Our feet practically danced on the scratchy brown turf. Monga never wanted to spend money on anything fun, but we never quit trying. Monga stood staring stoic behind the screen door. With every second she spent like this, the ice cream lady got closer and closer. Her music crescendoed with our anxious hope that Monga would be moved by our antsy youth and pleading eyes.

"She's getting closer! Hurry up, Monga! She's gonna go by us!" Andreya insisted.

The ice cream lady turned onto our street and was heading our way. Her music at full forte, picking up tempo with our anticipating hearts.

Monga turned and walked away.

The three of us stood on the turf. I curled my toes in on it and felt its roughness. Aaron, resigned, went to the street, hopped on his bike and rode away past the ice cream lady. Andreya rang the doorbell again. One hard ding.

Monga returned to the screen door. I thought she'd come to kill us for ringing the doorbell again, and I shot Andreya a look that said so. Monga had her wallet! She fumbled a bit for change she dug out with her fingers. Disbelief expanded my eyeballs.

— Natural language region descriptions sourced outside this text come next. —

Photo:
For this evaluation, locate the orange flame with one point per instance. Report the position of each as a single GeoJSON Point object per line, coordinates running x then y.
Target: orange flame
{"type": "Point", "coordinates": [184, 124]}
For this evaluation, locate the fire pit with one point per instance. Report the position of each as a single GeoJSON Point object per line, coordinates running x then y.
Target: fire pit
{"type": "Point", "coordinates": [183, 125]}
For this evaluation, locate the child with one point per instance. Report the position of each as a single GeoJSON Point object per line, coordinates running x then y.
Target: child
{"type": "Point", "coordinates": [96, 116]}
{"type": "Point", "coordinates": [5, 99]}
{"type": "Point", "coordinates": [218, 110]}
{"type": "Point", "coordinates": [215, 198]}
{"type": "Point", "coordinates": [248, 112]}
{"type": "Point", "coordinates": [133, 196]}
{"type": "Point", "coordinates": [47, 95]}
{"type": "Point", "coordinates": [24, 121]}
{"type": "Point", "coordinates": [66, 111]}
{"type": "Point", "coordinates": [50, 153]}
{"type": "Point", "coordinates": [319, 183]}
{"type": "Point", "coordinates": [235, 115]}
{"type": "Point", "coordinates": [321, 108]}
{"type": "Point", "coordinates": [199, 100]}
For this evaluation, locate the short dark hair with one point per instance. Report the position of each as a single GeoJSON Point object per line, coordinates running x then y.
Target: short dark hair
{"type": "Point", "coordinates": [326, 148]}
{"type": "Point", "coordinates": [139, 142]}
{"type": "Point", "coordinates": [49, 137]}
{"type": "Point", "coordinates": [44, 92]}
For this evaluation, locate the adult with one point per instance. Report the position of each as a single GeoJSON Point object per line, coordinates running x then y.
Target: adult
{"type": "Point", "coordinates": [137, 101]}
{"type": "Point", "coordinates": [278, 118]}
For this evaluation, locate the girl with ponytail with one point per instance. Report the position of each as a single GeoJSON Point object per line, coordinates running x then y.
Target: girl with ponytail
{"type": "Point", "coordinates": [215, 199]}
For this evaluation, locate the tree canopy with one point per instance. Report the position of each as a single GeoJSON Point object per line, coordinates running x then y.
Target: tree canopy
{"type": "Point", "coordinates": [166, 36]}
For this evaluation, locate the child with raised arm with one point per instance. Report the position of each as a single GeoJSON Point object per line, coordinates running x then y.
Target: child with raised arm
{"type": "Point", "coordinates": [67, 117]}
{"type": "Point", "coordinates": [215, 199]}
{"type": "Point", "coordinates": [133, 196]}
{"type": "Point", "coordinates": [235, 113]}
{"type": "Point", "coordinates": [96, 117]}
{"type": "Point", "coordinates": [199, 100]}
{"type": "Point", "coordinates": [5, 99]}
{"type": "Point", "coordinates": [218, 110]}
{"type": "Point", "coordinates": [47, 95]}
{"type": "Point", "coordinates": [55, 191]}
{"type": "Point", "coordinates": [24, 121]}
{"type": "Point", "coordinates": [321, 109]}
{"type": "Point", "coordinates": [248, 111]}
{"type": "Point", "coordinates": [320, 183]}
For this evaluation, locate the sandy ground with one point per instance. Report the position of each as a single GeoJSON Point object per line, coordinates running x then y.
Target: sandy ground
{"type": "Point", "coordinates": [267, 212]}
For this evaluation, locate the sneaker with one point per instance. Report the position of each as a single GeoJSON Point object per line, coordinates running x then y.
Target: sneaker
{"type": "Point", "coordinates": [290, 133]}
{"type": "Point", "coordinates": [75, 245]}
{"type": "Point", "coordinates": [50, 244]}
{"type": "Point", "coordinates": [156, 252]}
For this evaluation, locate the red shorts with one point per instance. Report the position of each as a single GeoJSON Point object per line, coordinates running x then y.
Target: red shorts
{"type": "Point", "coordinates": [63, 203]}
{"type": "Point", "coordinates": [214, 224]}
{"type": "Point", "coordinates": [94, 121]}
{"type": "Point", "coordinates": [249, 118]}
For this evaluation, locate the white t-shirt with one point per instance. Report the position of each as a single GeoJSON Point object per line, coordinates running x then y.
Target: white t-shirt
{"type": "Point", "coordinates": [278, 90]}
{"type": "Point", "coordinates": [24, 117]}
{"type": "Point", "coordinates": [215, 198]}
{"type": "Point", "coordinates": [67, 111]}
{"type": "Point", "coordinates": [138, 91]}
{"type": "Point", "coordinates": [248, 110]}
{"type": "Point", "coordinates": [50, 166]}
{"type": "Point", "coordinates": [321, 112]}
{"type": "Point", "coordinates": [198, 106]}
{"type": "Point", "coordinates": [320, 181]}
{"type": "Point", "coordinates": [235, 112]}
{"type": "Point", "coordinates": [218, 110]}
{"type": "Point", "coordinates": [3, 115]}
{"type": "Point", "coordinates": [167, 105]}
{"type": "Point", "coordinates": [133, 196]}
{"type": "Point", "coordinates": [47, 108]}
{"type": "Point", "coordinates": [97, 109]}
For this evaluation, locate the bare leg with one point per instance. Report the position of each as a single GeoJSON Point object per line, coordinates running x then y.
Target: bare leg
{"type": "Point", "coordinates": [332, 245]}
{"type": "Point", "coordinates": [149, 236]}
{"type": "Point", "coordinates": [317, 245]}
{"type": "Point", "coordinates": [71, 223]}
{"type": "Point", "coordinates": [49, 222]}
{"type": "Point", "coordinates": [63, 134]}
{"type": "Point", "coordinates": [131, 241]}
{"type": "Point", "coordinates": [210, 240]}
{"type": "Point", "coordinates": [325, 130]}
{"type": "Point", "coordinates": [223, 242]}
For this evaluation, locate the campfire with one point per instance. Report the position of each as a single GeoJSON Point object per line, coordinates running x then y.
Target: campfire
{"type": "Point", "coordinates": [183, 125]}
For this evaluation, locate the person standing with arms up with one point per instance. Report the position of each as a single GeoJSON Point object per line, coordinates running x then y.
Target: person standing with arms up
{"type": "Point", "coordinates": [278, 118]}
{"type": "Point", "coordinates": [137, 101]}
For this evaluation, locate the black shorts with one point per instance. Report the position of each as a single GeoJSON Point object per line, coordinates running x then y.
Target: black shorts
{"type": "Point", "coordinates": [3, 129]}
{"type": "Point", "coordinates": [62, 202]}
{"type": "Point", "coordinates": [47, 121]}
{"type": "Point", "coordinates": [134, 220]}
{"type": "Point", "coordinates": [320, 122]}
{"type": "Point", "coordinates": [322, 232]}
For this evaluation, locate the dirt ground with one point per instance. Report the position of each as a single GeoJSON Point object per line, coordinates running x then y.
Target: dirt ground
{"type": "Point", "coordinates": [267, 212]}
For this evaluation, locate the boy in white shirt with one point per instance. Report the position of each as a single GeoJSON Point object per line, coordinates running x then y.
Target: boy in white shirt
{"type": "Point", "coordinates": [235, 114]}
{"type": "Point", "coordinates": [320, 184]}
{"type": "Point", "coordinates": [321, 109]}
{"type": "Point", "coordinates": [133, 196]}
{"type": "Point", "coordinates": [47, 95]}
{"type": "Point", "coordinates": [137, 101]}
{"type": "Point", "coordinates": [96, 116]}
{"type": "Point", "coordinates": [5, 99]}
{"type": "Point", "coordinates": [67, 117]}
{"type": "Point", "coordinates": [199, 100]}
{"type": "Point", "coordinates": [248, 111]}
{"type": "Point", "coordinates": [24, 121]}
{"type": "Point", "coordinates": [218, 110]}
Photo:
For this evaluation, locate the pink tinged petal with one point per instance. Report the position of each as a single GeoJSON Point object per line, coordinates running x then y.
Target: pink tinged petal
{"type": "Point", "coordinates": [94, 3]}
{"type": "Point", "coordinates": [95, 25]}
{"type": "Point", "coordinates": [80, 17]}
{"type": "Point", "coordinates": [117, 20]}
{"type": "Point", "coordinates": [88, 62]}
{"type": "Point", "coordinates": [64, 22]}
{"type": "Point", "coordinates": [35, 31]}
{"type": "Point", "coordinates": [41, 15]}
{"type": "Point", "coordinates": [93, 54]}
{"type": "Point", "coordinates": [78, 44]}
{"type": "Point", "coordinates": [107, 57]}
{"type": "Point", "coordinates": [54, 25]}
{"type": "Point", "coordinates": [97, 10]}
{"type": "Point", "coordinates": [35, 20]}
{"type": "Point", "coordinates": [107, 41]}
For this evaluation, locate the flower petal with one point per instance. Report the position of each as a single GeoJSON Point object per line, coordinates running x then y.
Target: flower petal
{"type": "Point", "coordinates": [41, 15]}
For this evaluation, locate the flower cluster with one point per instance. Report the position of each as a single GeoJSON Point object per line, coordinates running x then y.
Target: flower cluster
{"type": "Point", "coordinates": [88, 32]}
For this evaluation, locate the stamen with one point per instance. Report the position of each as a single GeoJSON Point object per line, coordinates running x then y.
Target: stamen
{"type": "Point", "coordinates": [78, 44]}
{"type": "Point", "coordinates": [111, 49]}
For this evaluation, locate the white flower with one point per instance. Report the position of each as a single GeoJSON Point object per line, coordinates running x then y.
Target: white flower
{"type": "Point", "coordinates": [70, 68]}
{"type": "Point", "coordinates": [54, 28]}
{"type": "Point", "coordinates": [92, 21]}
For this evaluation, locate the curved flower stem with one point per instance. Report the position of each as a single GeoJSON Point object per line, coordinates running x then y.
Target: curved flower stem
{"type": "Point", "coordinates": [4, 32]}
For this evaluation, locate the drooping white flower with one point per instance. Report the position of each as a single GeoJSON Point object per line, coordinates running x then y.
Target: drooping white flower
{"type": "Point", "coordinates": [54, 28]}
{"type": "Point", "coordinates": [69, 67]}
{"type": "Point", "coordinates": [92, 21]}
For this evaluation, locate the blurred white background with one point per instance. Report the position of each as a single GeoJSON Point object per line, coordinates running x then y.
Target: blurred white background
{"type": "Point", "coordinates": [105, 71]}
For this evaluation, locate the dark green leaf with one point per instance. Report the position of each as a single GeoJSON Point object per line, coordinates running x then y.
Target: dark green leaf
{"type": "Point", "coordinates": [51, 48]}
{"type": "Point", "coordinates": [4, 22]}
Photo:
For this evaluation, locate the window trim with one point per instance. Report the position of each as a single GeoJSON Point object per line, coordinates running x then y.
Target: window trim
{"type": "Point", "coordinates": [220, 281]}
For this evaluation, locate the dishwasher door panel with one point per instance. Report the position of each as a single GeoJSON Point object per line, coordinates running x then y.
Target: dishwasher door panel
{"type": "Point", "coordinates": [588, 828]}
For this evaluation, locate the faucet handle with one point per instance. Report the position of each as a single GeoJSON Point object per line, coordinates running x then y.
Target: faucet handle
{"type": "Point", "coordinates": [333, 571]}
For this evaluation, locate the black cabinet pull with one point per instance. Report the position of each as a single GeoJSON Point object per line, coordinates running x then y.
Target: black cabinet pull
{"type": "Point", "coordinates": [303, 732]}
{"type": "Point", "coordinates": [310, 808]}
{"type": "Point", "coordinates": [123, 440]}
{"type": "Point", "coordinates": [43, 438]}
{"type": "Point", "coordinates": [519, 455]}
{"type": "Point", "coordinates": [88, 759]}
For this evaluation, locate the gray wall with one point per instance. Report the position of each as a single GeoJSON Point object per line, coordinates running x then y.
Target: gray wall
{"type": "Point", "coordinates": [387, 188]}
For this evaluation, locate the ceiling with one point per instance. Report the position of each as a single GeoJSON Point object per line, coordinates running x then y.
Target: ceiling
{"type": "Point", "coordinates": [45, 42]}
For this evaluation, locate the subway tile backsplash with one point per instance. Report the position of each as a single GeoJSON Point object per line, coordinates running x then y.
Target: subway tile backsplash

Andreya said, "Now Aaron's not gonna get anything. He shouldn't have ran off." This made me feel bad (not bad enough to turn down the money).

The ice cream lady rounded the corner, her music in a slow, steady decrescendo. Monga opened the door a crack and held out the money.

"Well, hurry up and get me a fudgesicle. She's getting away."

I took the coins and turned towards the ice cream lady. I heard the door lock behind me. Felt Monga staring at my back, awaiting her frozen treat. I wanted to lose the money, or take the fudgesicle and run. But, I was the good kid. So, I bought the fudgesicle and delivered it to Monga through a crack she made in the open door. Then, she shut and locked it. I stood there with my toes crunching the turf.

On Her Terms

Playing outside is what Monga called locking us out for the day.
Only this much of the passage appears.